Umfragen Das Parlament in der Pandemie
Ob in Schulen oder Geschäften – überall läuft es anders als vor Corona. Aber was ist mit dem Parlament? mitmischen.de hat bei den Fraktionsspitzen und den Vorsitzenden der Ausschüsse nachgefragt.
Infektionsschutz, Hilfen für die Wirtschaft, Geld für sozial Schwache: Der Bundestag beschloss in den letzten Wochen im Eilverfahren viele Gesetze, um die Corona-Krise in den Griff zu bekommen.
Bundestagspräsident Wolfgang Schäuble betonte schon zu Beginn der Pandemie: „Neben den notwendigen Maßnahmen zum Gesundheitsschutz ist oberstes Gebot, die Handlungsfähigkeit des Parlaments zu erhalten“.
Das ist ihm, den 709 Abgeordneten und der Verwaltung bislang gelungen, wie zwei Umfragen von mitmischen.de unter den Fraktionsspitzen und den Vorsitzenden der Ausschüsse zeigen.
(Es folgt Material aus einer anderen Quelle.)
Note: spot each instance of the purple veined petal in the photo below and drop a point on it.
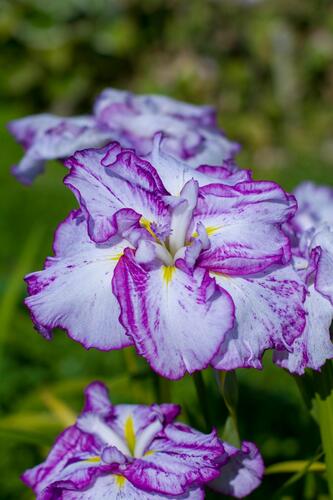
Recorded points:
(154, 105)
(138, 424)
(116, 487)
(187, 256)
(243, 249)
(227, 174)
(26, 129)
(70, 443)
(190, 131)
(181, 215)
(176, 321)
(49, 137)
(58, 298)
(104, 191)
(314, 346)
(315, 206)
(244, 226)
(242, 473)
(177, 461)
(257, 200)
(269, 315)
(323, 244)
(175, 172)
(97, 400)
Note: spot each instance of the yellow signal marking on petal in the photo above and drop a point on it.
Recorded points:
(212, 229)
(93, 459)
(168, 273)
(147, 225)
(120, 480)
(219, 275)
(117, 256)
(149, 452)
(130, 434)
(209, 230)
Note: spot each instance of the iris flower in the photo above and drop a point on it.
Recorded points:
(311, 232)
(139, 452)
(191, 271)
(191, 131)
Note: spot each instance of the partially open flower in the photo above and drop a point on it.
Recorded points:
(191, 132)
(196, 270)
(137, 452)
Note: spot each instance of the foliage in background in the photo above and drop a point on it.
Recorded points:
(269, 68)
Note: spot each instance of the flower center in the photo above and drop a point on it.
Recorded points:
(130, 445)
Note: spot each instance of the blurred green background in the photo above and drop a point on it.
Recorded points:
(267, 66)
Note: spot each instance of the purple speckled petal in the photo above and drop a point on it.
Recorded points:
(117, 488)
(315, 206)
(72, 442)
(165, 310)
(323, 243)
(176, 172)
(179, 459)
(314, 347)
(49, 137)
(190, 131)
(243, 223)
(242, 473)
(228, 174)
(58, 298)
(269, 314)
(141, 418)
(110, 180)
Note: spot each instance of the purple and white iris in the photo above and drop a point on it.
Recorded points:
(196, 270)
(311, 232)
(191, 131)
(139, 452)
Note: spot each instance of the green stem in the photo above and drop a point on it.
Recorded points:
(202, 398)
(317, 390)
(162, 389)
(228, 385)
(324, 409)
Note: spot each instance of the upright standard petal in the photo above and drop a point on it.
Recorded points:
(49, 137)
(115, 188)
(269, 315)
(178, 459)
(102, 455)
(176, 320)
(74, 291)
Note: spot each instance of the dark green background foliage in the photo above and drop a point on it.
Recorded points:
(267, 66)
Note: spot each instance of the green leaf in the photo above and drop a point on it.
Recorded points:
(293, 466)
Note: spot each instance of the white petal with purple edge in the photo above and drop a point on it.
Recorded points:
(242, 473)
(48, 137)
(324, 276)
(269, 314)
(177, 460)
(116, 487)
(176, 321)
(58, 298)
(103, 191)
(243, 225)
(314, 346)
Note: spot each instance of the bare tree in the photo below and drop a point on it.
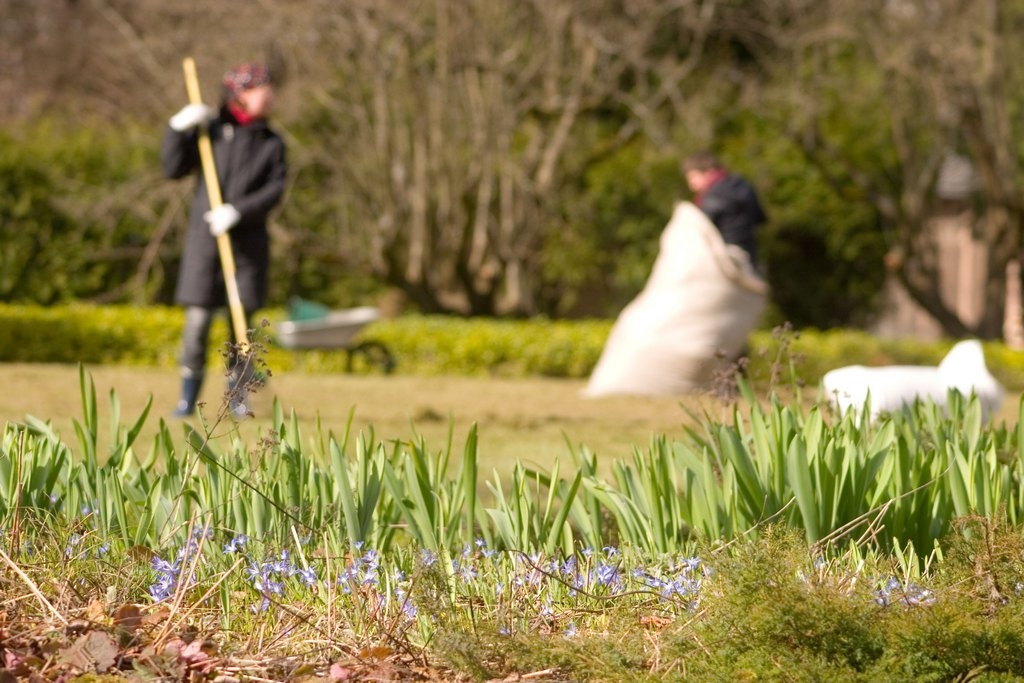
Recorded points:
(456, 125)
(919, 81)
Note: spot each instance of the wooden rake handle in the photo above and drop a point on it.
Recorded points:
(213, 190)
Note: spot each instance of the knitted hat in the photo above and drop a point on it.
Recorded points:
(246, 77)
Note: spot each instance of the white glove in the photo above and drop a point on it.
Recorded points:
(190, 116)
(222, 219)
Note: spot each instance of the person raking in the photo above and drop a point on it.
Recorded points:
(251, 167)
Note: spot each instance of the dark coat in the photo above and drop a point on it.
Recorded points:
(250, 163)
(733, 206)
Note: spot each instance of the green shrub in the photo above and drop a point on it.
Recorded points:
(441, 345)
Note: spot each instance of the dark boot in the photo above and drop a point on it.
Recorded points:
(189, 394)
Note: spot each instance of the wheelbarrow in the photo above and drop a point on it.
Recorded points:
(316, 327)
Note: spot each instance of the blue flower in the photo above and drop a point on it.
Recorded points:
(236, 544)
(307, 575)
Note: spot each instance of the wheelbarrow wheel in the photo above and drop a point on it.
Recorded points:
(370, 353)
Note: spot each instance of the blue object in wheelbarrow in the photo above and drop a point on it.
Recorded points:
(316, 327)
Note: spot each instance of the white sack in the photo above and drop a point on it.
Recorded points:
(894, 387)
(692, 317)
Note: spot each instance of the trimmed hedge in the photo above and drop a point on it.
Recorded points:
(440, 345)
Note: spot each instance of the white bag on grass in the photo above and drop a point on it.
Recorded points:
(894, 387)
(691, 319)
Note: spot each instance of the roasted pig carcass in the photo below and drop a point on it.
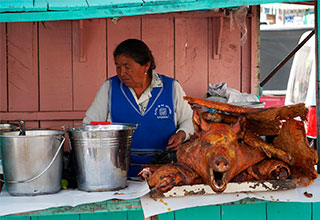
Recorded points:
(265, 170)
(227, 147)
(292, 139)
(214, 154)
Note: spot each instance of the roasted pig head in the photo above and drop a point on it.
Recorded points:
(215, 153)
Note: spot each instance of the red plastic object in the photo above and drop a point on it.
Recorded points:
(311, 122)
(100, 123)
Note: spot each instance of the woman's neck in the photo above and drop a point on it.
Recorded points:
(145, 84)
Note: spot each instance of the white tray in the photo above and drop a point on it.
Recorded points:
(232, 187)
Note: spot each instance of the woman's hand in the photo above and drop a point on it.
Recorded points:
(175, 140)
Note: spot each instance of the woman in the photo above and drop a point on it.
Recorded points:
(139, 95)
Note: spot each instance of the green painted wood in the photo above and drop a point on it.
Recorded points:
(105, 216)
(122, 8)
(54, 217)
(13, 217)
(13, 5)
(166, 216)
(244, 212)
(135, 215)
(315, 211)
(66, 5)
(317, 17)
(203, 213)
(288, 211)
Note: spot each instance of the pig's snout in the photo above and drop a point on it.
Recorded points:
(221, 165)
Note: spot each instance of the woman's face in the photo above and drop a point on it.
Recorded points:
(131, 73)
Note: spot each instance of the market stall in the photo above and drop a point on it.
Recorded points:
(54, 112)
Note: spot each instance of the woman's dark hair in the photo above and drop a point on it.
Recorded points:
(137, 50)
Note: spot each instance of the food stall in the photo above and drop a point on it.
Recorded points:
(50, 50)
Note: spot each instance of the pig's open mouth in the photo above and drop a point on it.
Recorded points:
(217, 181)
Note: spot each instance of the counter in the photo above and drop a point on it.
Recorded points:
(191, 207)
(131, 209)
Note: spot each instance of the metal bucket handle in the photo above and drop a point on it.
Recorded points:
(37, 176)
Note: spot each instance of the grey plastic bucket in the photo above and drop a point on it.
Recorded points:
(101, 154)
(32, 164)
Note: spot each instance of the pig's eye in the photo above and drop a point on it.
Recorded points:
(205, 144)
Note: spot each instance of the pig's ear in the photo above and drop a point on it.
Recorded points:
(238, 126)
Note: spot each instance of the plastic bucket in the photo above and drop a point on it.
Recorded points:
(32, 164)
(101, 154)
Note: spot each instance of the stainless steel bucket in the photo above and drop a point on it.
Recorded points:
(32, 164)
(101, 155)
(5, 128)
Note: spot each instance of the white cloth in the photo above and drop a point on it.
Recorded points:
(231, 95)
(157, 206)
(99, 109)
(17, 204)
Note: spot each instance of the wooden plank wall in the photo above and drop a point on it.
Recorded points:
(51, 71)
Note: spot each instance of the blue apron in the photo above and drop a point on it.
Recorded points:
(155, 127)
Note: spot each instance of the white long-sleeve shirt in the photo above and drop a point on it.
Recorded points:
(99, 109)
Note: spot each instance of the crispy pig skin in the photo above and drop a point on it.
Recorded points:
(257, 114)
(255, 141)
(170, 175)
(219, 105)
(279, 113)
(218, 142)
(292, 139)
(227, 147)
(267, 128)
(264, 170)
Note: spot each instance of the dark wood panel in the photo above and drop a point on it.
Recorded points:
(162, 46)
(23, 66)
(191, 55)
(227, 68)
(55, 62)
(89, 60)
(118, 31)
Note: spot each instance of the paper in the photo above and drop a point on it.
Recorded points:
(157, 206)
(13, 204)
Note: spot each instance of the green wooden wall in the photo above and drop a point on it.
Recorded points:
(260, 210)
(46, 10)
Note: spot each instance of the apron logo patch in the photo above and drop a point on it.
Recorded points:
(162, 111)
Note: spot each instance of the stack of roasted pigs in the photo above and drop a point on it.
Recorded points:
(230, 145)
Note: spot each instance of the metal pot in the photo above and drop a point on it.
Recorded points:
(102, 155)
(32, 163)
(6, 128)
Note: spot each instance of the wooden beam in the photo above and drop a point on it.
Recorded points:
(39, 116)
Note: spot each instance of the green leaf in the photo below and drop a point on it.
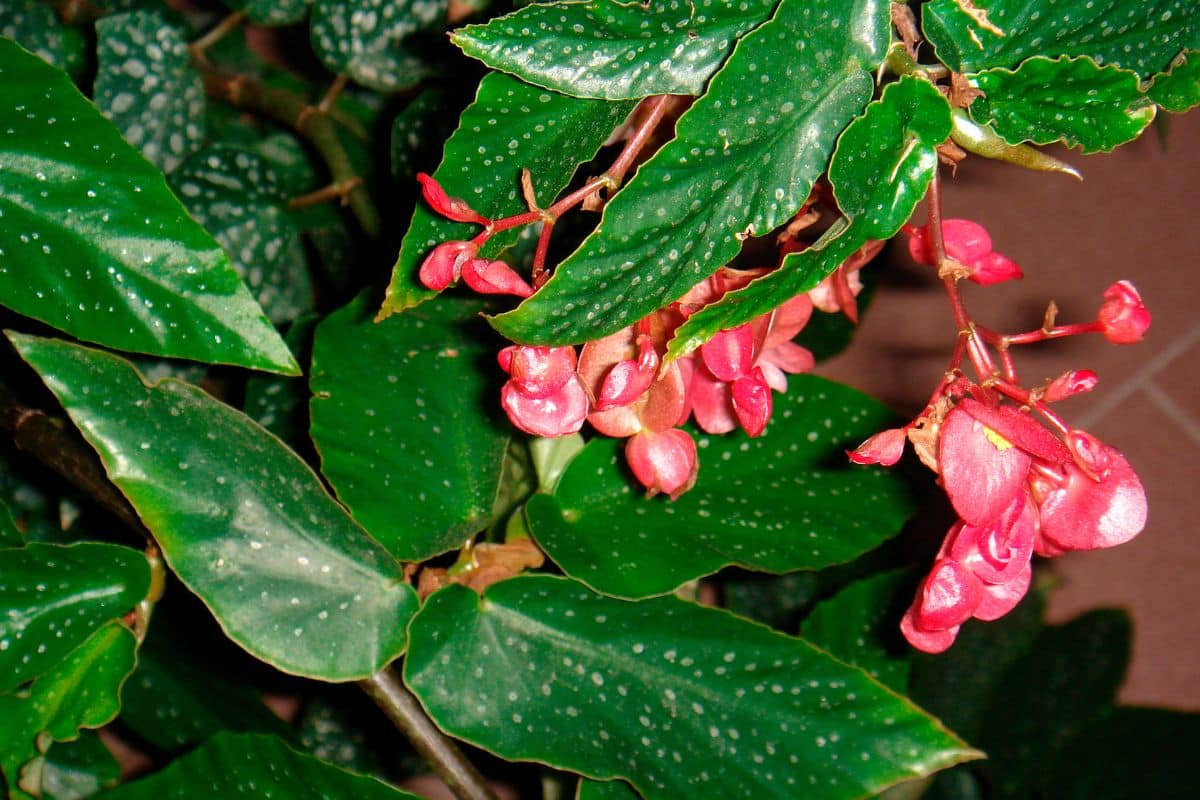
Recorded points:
(1067, 100)
(81, 692)
(861, 626)
(1129, 755)
(743, 161)
(407, 422)
(678, 699)
(78, 769)
(1179, 89)
(786, 500)
(237, 196)
(615, 50)
(93, 242)
(172, 701)
(509, 126)
(239, 517)
(372, 41)
(605, 791)
(147, 85)
(53, 596)
(251, 767)
(1140, 36)
(271, 12)
(880, 172)
(1069, 675)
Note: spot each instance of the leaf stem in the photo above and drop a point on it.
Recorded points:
(294, 110)
(406, 713)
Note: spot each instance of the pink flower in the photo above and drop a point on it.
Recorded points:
(448, 206)
(443, 266)
(969, 244)
(663, 461)
(1123, 318)
(544, 396)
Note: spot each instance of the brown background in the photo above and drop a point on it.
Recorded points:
(1134, 216)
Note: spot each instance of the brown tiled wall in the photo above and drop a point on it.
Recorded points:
(1134, 216)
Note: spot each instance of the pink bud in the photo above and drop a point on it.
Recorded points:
(495, 277)
(663, 461)
(557, 414)
(448, 206)
(885, 447)
(443, 266)
(730, 354)
(1123, 318)
(1068, 384)
(538, 371)
(753, 402)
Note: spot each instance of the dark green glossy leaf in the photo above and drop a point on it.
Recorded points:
(1069, 675)
(93, 242)
(1179, 89)
(237, 196)
(406, 420)
(1067, 100)
(743, 161)
(955, 686)
(678, 699)
(273, 12)
(786, 500)
(147, 85)
(1132, 753)
(371, 41)
(510, 126)
(82, 691)
(53, 596)
(36, 28)
(880, 170)
(1140, 36)
(592, 789)
(73, 770)
(252, 767)
(612, 49)
(240, 518)
(172, 701)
Dabei sagen nicht nur Mitglieder der Koalitions-Fraktionen, die die Regierung stützen, dass das Parlament relativ reibungslos funktioniert. Auch die Opposition von der AfD- bis zur Linksfraktion vermeldet: es läuft.
Das heißt, die Bundestagsabgeordneten können auch unter widrigen Bedingungen das tun, was ihre Aufgabe ist: Sie streiten über den richtigen politischen Weg und die richtigen Maßnahmen nicht nur in Bezug auf die Pandemie, sie beschließen Gesetze, kontrollieren die Bundesregierung und entscheiden über das Geld, das diese ausgeben möchte.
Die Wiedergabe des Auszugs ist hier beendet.